Wednesday, July 25, 2012

SERE training teaches valuable survival skills

by Staff Sgt. Chuck Broadway
4th Fighter Wing Public Affairs


7/19/2012 - SEYMOUR JOHNSON AIR FORCE BASE, N.C. -- Survival, Evasion, Resistance and Escape: those words are the foundation for enduring and defeating adversaries if aircrew members are forced into a life-threatening game of hide and seek.

If an isolation or capture situation ever occurs, aircrew members fall back on the skills they learned during SERE training.

U.S. Air Force Staff Sgt. Justin Pishner, 4th Operations Support Squadron SERE specialist and instructor, has the responsibility of ensuring each member who comes through the training is as prepared as possible for a real-life occurrence.

All aircrew members receive initial SERE training at Fairchild Air Force Base, Wash. The 19-day course teaches students the basics of survival in isolation and capture. Pishner, however, teaches shorter, specialized courses tailored for F-15E Strike Eagle aircrew members.

Students attend the water survival training every 36 months and the combat refresher training annually. A majority of the training involves performing hands-on familiarization and scenario execution.

"We have to figure out the most logical and beneficial information to teach them," he said. "Students are trained on everything from egress from the aircraft to evasion and recovery actions on the ground."

Seymour Johnson's SERE shop is equipped with a model of an F-15E cockpit, a flight simulator and raised parachute harnesses to teach aircrew how to properly egress. A customized computer simulator uses virtual reality to assess students' ability to navigate to the ground following egress.

During the field portion of the annual training Pishner utilizes the base's surrounding terrain and employs augmentees to simulate enemy aggressors in an attempt to provide realistic training to better prepare his students.

"I make them operate under some pressure," Pishner said. "I even get the (F-15E crews) to participate so aircrew members can have direct ground-to-air communication and also play multiple roles during training.

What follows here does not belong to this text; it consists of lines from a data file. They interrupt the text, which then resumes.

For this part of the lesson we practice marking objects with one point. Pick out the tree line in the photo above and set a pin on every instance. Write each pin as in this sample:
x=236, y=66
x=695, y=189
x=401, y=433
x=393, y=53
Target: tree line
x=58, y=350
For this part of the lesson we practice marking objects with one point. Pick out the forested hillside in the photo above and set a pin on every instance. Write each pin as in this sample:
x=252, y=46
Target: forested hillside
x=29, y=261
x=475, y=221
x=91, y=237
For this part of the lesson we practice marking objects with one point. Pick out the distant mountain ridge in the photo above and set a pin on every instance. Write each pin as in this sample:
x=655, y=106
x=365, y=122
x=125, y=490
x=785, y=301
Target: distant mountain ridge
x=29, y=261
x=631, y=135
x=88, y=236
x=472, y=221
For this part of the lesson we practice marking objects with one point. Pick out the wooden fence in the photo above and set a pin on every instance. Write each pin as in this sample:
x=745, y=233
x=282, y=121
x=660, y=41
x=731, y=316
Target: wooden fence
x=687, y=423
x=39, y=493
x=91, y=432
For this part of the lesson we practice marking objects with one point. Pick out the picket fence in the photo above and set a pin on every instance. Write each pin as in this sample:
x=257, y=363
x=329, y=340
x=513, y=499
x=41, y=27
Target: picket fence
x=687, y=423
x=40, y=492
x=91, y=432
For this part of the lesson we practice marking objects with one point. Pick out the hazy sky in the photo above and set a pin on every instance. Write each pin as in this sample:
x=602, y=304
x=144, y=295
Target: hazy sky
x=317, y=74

There's very little room for error when you're talking about an aircrew's life and it's important to get it right and we make sure the aircrew fulfill their requirements."

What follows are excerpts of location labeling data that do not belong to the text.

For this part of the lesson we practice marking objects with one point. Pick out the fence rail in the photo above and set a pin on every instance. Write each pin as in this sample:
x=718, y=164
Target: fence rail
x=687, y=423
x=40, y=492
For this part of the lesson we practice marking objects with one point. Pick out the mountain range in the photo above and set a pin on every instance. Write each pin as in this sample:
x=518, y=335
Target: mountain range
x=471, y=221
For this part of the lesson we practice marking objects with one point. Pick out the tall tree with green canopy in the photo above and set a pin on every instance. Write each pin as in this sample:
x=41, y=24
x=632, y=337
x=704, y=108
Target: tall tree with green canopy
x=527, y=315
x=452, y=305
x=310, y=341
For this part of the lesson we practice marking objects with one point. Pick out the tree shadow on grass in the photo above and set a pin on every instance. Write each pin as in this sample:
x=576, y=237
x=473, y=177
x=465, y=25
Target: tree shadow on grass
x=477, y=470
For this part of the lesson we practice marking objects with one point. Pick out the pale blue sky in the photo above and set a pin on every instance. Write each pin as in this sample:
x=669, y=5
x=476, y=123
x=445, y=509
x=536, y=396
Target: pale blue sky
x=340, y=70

Capt. Kyle Meyer, 335th Fighter Squadron assistant director of operations, has taken both the combat refresher training and water survival courses while assigned to the 4th Fighter Wing and said he's more prepared than ever before.

"The hands-on training was good, as were the instructors who made it fun," Meyer said. "The training is a smaller group here and you get more interaction, more hands-on and more time with the instructors to ask questions. It makes it a lot easier because you're almost one-on-one with them. "

Pishner said he measures his success as an instructor through prevention and recovery. He does what he can to prevent an aircrew member from being isolated and the next-best case, someone who can positively affect their recovery.

"If we can prevent a military member from being isolated, we did our job," he said. "If somebody does become isolated, it's my job to make sure that person has the necessary skills to survive and be rescued. That's our ultimate goal at SERE."